Frank Ellermann wrote:
Paul Smith wrote:
All I can figure out so far is that the expiry of a
message implies it's possibly not quite as important,
urgent or valid to the sender/recipient/some-other-
person as it would have been before it expired.
I'm not sure that's a tight enough definition :)
From a sender's POV "expired" could mean "if you read
this mail later whatever I wanted is not more relevant".
Examples:
"confirm your subscription to list X in the next 3 days"

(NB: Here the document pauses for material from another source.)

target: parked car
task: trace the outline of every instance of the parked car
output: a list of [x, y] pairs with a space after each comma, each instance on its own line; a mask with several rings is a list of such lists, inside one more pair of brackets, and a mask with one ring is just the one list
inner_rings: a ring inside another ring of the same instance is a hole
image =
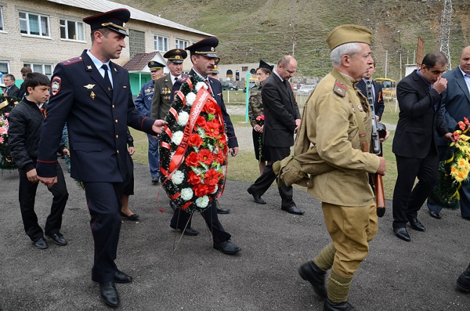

"special offer valid until 2008-06-30"
"I'm out of office until 2008-07-18"
So, what would you want the recipient MUA to do with these. The
consensus seems to be that they should still receive them - so what
difference does the 'expires' make? Automatically moving them into
another folder when they arrive is nearly the same as automatically
deleting them as far as many users goes! Showing them in grey or another
colour doesn't stop people having to read them to see if they've missed
something important.
"confirm your subscription to list X in the next 3 days" is still
important if you receive it 4 days later. Now you know you need to try
again to get onto the list.
"I'm out of the office until ..." may be important, you may have been
bad-mouthing a contact because they hadn't replied to you earlier, and
now you'll know why
"special offer valid until ..." may still be important from the sender's
point of view as a "buy our wonderful flying car for only $15,000 before
30th July, look how amazing it is..." is still a good advertisement if
it's received on the 1st August, and the recipient may still want it
even though the special offer has expired.
Good examples apparently require some kind of mailbot
on the sender's side. It is less useful for ordinary
(sending) MUAs, e.g., "happy birthday" with Expires:
makes no sense, or does it ?
No it doesn't. If 'happy birthday' arrived late, you'd still want the
recipient to know you'd thought of them, so in that case 'better late
than never' applies.
'expires' only makes sense (IMV) if it would reduce the mail to be read
by the recipient by getting rid of stuff that's absolutely no use any
more. In that case, it may as well be deleted automatically - but no one
wants that. My problem is that I can't think of anything which is
*absolutely* no use after a certain date (which *would* have been of
some use before that date). So, you'd still need to read expired mail to
see if it's of some use to you - in which case what's the point?